モグラのノノが説明した三回の体験延長オプションというやつだ。
節目が訪れるタイミングは短くはないがそこまで長い期間で訪れるものではない、という何とも曖昧な答えだった。
いずれにせよ体験中生命の保障はするが、それでも危ないと思ったら帰還するか否か選択することができるらしい。

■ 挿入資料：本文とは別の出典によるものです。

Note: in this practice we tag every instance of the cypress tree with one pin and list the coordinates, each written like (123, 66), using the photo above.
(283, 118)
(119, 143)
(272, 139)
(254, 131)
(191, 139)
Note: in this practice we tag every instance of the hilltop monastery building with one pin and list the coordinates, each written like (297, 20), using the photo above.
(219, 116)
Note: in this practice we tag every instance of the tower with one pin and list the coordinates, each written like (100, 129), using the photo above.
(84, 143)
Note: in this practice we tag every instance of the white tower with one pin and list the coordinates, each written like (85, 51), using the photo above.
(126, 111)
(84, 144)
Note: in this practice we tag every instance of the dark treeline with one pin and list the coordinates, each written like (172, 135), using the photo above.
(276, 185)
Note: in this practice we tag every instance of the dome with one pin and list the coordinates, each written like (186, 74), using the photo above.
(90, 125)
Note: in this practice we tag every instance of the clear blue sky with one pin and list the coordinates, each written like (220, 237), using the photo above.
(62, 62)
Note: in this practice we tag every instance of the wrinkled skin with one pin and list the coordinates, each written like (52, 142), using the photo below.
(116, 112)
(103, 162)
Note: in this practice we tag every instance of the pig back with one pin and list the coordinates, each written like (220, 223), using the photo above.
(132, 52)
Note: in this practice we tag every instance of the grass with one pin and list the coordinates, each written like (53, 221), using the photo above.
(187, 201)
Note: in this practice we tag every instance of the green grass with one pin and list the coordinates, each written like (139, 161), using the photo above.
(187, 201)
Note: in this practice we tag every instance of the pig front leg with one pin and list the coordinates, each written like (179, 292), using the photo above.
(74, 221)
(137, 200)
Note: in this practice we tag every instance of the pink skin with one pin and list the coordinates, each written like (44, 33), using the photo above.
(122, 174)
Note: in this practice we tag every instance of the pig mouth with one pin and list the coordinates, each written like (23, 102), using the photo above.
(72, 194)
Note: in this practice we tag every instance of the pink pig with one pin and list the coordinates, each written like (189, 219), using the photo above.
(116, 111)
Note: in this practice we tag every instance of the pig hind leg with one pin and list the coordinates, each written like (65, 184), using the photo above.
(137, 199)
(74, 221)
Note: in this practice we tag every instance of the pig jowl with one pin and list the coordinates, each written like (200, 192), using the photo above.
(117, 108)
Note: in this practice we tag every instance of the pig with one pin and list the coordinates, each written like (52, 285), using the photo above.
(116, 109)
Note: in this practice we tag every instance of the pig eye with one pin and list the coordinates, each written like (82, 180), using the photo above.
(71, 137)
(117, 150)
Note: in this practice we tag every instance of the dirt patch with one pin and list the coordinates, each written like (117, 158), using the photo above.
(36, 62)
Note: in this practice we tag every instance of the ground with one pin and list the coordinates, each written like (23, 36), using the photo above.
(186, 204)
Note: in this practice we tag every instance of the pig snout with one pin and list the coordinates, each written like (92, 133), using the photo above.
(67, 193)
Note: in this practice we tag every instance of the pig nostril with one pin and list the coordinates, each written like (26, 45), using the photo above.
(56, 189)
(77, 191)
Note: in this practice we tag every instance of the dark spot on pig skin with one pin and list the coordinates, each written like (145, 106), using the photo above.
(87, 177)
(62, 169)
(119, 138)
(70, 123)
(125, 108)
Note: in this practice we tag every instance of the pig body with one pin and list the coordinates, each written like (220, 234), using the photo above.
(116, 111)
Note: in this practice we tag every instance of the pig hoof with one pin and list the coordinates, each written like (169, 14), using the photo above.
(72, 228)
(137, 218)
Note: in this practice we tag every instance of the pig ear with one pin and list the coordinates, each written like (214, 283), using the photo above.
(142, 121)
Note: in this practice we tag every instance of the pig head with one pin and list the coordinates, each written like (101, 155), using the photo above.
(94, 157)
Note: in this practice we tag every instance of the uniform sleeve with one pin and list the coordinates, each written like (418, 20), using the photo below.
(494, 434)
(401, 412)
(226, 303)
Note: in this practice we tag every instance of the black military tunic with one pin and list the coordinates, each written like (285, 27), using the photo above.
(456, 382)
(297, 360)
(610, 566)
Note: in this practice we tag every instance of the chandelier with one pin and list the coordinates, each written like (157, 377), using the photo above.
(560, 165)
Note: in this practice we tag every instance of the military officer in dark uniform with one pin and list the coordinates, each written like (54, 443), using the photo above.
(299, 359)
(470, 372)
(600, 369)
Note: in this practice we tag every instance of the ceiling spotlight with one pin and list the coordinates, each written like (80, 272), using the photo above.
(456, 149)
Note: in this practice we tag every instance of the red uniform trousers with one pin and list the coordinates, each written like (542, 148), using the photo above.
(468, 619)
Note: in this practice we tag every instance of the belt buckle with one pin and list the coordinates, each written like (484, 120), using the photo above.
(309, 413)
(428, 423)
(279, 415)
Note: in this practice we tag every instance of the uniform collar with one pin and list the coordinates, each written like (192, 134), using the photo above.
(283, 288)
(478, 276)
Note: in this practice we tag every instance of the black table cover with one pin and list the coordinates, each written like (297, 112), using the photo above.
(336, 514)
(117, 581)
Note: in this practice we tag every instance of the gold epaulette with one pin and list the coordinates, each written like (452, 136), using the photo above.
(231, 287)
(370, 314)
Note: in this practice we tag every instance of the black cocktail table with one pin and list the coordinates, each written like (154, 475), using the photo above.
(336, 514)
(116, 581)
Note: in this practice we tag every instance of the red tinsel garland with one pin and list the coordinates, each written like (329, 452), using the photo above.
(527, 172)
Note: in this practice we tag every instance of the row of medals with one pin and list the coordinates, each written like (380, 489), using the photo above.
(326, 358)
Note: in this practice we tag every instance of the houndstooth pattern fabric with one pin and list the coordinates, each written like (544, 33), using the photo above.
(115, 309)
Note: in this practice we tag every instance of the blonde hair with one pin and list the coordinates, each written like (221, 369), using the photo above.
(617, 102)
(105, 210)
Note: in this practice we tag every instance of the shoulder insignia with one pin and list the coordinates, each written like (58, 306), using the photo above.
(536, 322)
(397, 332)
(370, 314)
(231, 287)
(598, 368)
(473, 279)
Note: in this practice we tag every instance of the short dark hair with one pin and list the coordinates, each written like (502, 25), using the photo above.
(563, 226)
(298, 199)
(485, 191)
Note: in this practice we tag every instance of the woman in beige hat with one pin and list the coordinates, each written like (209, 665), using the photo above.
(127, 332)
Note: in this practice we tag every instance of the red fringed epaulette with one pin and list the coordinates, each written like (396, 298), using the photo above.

また帰還する際、戻ってくるとこの世界では時間は経過していない。つまり異世界体験をはじめた時間に帰ってこれるとのことだ。
ここまでの説明を受け、俺は真剣に考えていた。
最初は何の事だかさっぱりでそもそもこいつらが何者かいまだよくわかっていないし、その上でこいつらの提案に乗るなどさすがにできないと思っていた。
しかし提案だけ見れば魅力的だ。
生命の保障云々のところはかなり怪しいが、それでもこの世界から消えてなくなれるなら、とすら考えていた。
俺は説明を受け、あまり時間をおかずに答えた。
「よし、行こう。その異世界体験とやら受けよう」
「うん、君ならそう言うと思ったよ」
サラは満足げに頷いていた。まあ向こうからすれば会社で契約とってきたようなものだ。仕事を果たしたと思ったのだろう。
我ながら浅慮な行動であったとは思う。
しかしそれほどこの世界に居たくないという思いが十分にあった。
であればこそ、この怪しげな勧誘に乗った。
俺はふと思った疑問を四精霊に尋ねた。
「ところで異世界にはどうやって行くんだ、光とかに包まれるのか?」
「……それは大丈夫なんだな」
ごん。
鈍い音と共に俺の後頭部に激痛が走った。意識が遠くなる。
遠くなる意識の中、いつの間にか後ろに回り込んでいたノノが身体以上のハンマーを担いでいた。
……お前ら仮にも精霊ならそんなアナログな方法とるんじゃねえよ。
悪態をつきながら俺は意識を失った。